All aboard Rome’s new hotel inspired by the Orient Express
When he began to reimagine Rome’s Fonseca Palace hotel as the new Orient Express La Minerva, architect Hugo Toro knew he would break at least one rule. “I hate orchids. I don’t understand when hotels put them everywhere,” he says. “Orchids have just become this blanket statement for luxury that has lost its feeling.”
Instead of following expected design codes for the first brick-and-mortar property of the luxury train brand, he leaned into his unapologetically eclectic aesthetic. He credits the look to his French and Mexican heritage, which surround him with colour, texture and a feel-good sense of place. “That’s something that my mom was always trying to give us,” he says.
At the Orient Express La Minerva, that feeling begins in the entrance to the hotel, which once welcomed notable writers such as Herman Melville, Stendhal and George Sand. A signature room scent imbued with notes of olive oil and amber wafts through the lobby bar, which sits under a striking vaulted glass ceiling. The space is the centrepiece of the hotel’s 17th-century architecture, created by combining five separate buildings, and an oasis just steps from the frenzy of the Pantheon.

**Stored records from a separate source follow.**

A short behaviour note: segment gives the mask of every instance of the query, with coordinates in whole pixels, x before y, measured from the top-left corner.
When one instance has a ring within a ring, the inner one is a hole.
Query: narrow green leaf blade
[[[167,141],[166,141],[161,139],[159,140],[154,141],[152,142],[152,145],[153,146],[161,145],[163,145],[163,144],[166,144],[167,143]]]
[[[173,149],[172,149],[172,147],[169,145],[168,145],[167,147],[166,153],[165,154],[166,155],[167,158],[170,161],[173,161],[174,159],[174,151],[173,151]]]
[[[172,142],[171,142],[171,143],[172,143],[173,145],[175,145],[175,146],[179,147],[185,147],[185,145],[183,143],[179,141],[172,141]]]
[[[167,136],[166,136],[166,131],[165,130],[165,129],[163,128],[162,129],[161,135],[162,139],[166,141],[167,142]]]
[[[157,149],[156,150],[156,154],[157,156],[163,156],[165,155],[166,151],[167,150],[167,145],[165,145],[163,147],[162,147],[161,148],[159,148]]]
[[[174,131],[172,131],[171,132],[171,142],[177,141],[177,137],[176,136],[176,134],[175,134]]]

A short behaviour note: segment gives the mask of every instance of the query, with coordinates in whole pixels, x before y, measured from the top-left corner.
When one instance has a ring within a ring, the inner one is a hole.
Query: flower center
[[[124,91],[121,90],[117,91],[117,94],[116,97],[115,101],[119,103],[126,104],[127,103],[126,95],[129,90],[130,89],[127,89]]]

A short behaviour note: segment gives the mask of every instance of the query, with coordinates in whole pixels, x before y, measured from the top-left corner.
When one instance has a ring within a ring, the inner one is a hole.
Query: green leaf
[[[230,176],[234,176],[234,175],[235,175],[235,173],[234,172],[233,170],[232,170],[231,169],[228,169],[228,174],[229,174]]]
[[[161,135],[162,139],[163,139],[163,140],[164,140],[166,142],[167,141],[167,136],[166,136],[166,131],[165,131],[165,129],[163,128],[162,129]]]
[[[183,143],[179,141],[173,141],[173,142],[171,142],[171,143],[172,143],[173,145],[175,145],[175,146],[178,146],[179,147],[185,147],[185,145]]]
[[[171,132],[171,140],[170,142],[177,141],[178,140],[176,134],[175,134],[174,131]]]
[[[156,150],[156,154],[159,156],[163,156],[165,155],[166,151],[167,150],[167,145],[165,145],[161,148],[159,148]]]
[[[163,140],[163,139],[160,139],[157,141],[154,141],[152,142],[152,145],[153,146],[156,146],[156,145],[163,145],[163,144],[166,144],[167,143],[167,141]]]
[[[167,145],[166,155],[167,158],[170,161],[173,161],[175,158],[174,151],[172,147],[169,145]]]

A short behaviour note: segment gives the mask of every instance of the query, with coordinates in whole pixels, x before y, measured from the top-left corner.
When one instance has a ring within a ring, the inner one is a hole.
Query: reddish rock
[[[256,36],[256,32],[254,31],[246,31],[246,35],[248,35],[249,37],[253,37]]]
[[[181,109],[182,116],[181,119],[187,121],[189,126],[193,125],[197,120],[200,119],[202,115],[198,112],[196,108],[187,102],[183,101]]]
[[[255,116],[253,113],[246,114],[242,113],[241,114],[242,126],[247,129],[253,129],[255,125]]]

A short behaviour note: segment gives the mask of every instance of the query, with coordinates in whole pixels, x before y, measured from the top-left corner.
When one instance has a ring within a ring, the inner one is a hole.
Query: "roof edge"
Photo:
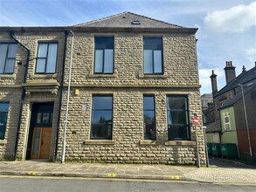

The Italian capital was a main source of inspiration for the hotel’s design. “Something that I’m quite proud of is Roman people are really happy about the project because they feel that it’s a hotel that belongs to Rome,” Toro says. Rugs and wood flooring are patterned after the Pantheon’s geometric ceiling, and custom marble bathroom sinks echo Rome’s fountains. A marble statue of Minerva by 19th-century Italian sculptor Rinaldo Rinaldi presides over the main floor and is original to the building, as is the Olimpo ballroom.